On Aug. 12, the Census Bureau released highly detailed population data that local officials use for redistricting and other mapmaking purposes. But those contain fewer people than reflected in the administrative records of prisons last year, Kincaid said.

The Census Bureau first adopted differential privacy in 2019 and released several tests over the course of the past two years. The initial results contained some anomalies — graveyards populated with the living, as well as broad systemic biases that put more people in rural areas than there actually were, for example.

Earlier this year, a three-judge panel threw out a suit filed by Alabama and Rep. Robert B. Aderholt, R-Ala., which in part argued the differential privacy protections would make redistricting data unusable. The judges wrote the state would have to wait until the data’s release to prove any harm.

The Alabama Attorney General’s Office said it’s still looking at the data and may revive the suit. 

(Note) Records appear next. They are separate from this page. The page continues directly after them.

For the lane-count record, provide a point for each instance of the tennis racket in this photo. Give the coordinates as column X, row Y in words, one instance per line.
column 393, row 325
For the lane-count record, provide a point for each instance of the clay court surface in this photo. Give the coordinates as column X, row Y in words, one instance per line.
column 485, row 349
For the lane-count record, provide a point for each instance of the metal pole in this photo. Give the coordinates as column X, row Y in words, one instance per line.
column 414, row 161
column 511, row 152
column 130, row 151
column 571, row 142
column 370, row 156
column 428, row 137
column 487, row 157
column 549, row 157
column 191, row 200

Census Bureau officials have said they made improvements in the process and the data released Aug. 12 will be good enough for drawing new legislative and congressional districts. Research the agency released on Aug. 5 showed that for the smallest levels of geography — census blocks — population totals varied by less than 5 percent.

Agency leaders have also pointed out that they have shuffled the data around for decades, swapping households and the like, without being particularly public about it. Using differential privacy simply allows the agency to publish the work behind it.

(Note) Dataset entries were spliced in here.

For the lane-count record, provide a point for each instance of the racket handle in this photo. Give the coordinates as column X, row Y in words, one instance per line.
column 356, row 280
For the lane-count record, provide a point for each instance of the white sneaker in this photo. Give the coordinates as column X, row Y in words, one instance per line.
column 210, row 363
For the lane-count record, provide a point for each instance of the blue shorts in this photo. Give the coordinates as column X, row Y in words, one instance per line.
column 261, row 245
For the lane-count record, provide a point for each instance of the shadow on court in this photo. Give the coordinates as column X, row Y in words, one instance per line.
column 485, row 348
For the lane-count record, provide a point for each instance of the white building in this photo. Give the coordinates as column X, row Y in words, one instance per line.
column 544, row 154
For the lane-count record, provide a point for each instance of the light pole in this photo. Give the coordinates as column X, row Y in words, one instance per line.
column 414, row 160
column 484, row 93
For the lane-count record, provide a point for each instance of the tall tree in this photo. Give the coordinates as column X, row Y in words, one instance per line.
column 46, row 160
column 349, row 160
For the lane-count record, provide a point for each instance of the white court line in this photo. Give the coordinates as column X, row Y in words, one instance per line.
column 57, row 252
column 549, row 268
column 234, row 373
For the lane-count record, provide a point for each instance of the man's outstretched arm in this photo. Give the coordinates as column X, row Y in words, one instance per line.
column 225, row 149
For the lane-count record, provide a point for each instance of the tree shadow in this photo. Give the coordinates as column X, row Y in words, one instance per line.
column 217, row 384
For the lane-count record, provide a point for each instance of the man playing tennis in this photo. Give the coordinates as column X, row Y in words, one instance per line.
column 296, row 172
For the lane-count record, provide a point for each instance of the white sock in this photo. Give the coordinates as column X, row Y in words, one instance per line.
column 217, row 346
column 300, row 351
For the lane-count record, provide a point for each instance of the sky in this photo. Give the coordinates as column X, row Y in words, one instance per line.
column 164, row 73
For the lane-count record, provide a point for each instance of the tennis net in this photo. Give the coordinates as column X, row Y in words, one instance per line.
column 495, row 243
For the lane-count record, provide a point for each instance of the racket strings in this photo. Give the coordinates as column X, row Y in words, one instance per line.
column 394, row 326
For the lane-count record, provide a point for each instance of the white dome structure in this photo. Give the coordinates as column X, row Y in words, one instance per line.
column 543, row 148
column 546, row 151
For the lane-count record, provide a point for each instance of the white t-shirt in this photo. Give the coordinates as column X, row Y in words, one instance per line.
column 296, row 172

Cornell University demographer Jan Vink has conducted research on the latest census results, along with a series of tests the Census Bureau released earlier this year. Since the release earlier this month, Vink found more than 6 percent of blocks had some form of impossible result — a population greater than zero but no occupied households, no population but occupied households, or blocks with only children living in them. 

The Census Bureau acknowledged the new algorithm would create such impossible or improbable results, such as “The Boxcar Children” blocks, before releasing the data.

However, Vink found that those problems occurred less with the August data release than in a May test. Earlier trials of the system had systemic biases toward putting extra population in rural areas, and against allowing a small area to remain one race.

“Until this latest release, this demonstration product, I didn’t feel comfortable about it at all,” Vink said. 

Still, the Census Bureau’s demonstration data has areas where the count differs by 5 percent or more from where it came out in 2010. Vink said for larger swathes of geography the effect disappears, but “for a particular place or city that could be a big problem.”

A research paper published by demographers from Penn State University and the University of Oklahoma found systemic shifts in rural and nonwhite populations. The researchers said that could present problems for uses of the data going forward, particularly for rural minority populations the Census Bureau does not publish other data for.

“It is imperative that data on these populations is accurate, as nonwhite populations in the rural reaches of the United States face significant levels of structural and interpersonal discrimination, resulting in worse health outcomes, higher rates of poverty, and lower educational outcomes, among other hardships, than their white neighbors and urban counterparts,” the paper said.